Obtaining Medical Affairs Insights from Event-Gathered Data
July 1, 2022 •Ruth Janelle
In our post, titled ‘Putting the Puzzle Together: The Difference Between Data, Metrics, Reporting, Analytics, and Insights’, we emphasized how collecting data may be part of every event, but it takes more effort to develop that data into insights, or actionable information. Raw data has to be measured against metrics and consolidated into a report before you can understand why data is important for your organization. Insights carry action; if your analysis of event data doesn’t prompt ways you can improve, then the data you have is not valuable.
That being said, there are many reasons why medical affairs insights are hard to come by. Medical affairs teams do collate data from events like medical advisory boards, speaker trainings, and medical science liaison trainings, but struggle to analyze that data, benchmark across their other data sets, and find key takeaways.
Here are three basic ways to mitigate that problem and better obtain medical affairs insights:
Equip medical liaisons with a data plan
Ipsen’s study on medical affairs transformation notes that continuous leadership development across medical affairs is essential to ensure full engagement with all stakeholders and to maintain the appropriate flow of information. Medical affairs team members should understand what event insights are and why they are important, which includes:
- The definition of insights versus facts or data
- An understanding of the specific types of insights valuable to your company
- Clear guidelines on consistently gathering effective insights
- Sources of potential insights during events, such as social media
Although it may seem overwhelming to find insights from data sources, it’s important to train medical affairs teams to narrow down their scope on useful information.

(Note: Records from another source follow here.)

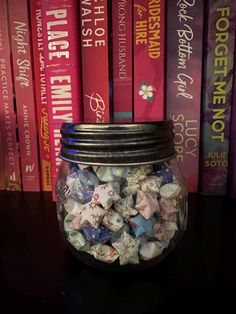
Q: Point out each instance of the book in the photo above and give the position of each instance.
(149, 59)
(40, 92)
(183, 83)
(9, 144)
(62, 72)
(2, 170)
(122, 48)
(24, 92)
(12, 172)
(95, 60)
(232, 143)
(217, 96)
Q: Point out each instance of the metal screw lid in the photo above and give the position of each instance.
(117, 144)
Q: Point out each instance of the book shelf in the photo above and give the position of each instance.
(38, 274)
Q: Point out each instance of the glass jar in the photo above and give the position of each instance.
(121, 199)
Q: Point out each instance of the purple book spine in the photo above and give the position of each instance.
(232, 150)
(217, 96)
(183, 84)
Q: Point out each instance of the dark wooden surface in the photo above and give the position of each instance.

One simple practice is that if they think a piece of data reflects an insight, take note of it and ask questions on why it seems important. For instance, if they’re observing similar questions from participants in a training, it may be well worth looking for potential gaps in communication.
Adopt a business analytics approach to data
Sometimes, our approach to data can influence the way we generate insights. After an event, we may be compelled to simply produce a report from the data collected, then pay no more attention to it — a barebones approach that has unfortunately become the standard.
However, Maryville University’s feature on business vs. data analysts notes that this is not the only way we can utilize information. Case in point, business analysts are concerned with using data to help companies make the best decisions for efficiencies and returns; as they are interested with the development of business strategies, they go beyond relaying information and consider how to transform these into action — which is why the demand for business analysts is projected to grow by 14% by 2026. We need to find stories in medical affairs insights to drive our business strategy. For instance, if a number of attendees at a previous conference raised questions on a specific disease, you can take note of it and advise key opinion leaders to prepare for future discussions.
Invest in the necessary technology
Attendees are already accustomed to using technology in daily life, and as discussed by a Medical Affairs Professional Society feature on insight generation, we’ll likely continue with virtual and hybrid engagements for medical affairs as these offer more frequent and concise communications around the globe. As such, investing in different tools like content engagement technology, business intelligence tools, and translation platforms can allow for real-time event improvements as well as future medical affairs functions. Many pharmaceutical companies are likewise looking into natural language processing and artificial intelligence capabilities to promote data capture and insight generation.